6. No ID who produced G-Unit's "Smile" released an album w/ Dug Infinite called "The Black ALbum" in 1999 on relativity records and it only sold like 1,500 copies.
7. The first album Kanye produced songs on this cat named Grav-sold only 86 units and thus the label folded! THAT HURT! Al Tariq from the Beatnuts was on the label-I forget the name of it. (1997)
8. Anacron an underground m.c. from the Chi starred in a Lugz commercial via 1998 where he was in the bathroom urinating and Dr.
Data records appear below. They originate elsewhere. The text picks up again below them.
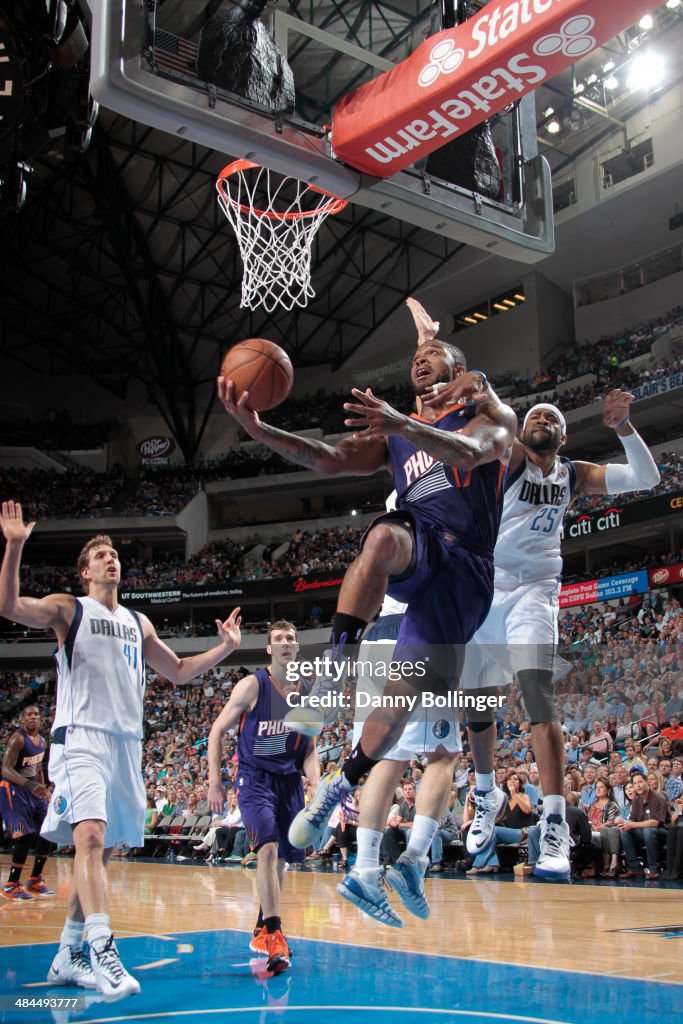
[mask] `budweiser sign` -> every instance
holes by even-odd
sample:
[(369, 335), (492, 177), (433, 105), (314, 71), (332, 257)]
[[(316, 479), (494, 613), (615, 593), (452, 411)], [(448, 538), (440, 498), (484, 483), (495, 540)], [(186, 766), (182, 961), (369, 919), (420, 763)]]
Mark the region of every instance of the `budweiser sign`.
[(145, 437), (137, 445), (137, 451), (143, 459), (163, 459), (175, 451), (175, 441), (172, 437)]
[(332, 146), (384, 178), (438, 150), (659, 6), (653, 0), (494, 0), (344, 96)]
Dre from yo MTV raps was tryin 2 look at his shoes but it appeared he was looking at his pee-pee.
9. Spray Paint was banned by Mayor Daley in 1998-thus writers went to the suburbs to get their cans and still bombed the city.
10. Chicago Hip Hop is only getting better with time.
Thursday, September 02, 2004
When it came on the radio last night at first I thought it was something local, mainly because the beat sounds kinda like B Rich's "Woah Now", but after I recognized Akon's voice on the hook I figured out what it was and was pleasantly surprised, since the couple other tracks I'd already heard off the new Beatnuts were disappointingly boring. But this is pretty great, especially for the chant of "you're an alcoholic" at the beginning, which I almost wish was the real hook of the song.
Twista f/ Ludacris and Ice Shuler - "Higher" (remix)
A new version of maybe my favorite song from Kamikaze! Check it out in RealAudio while the link's still up on Allhiphop.com. Basically just the same verses over a sparklier beat and different hook, but it's good.
Lloyd - "Hey Young Girl"
Every time there's an R&B video where the song is all romantic and midtempo and then suddenly there's a dance break over a random faster beat or a different song from the album and then it jolts back to the main song (Ginuwine used to do a lot of these), I kinda wish that's how the real song went, with the weird tempo changes. Well that's what this is like, someone finally did a song like that! The best part is when the random big thumping beat from the midsection comes back in at the end and he sings the chorus over it.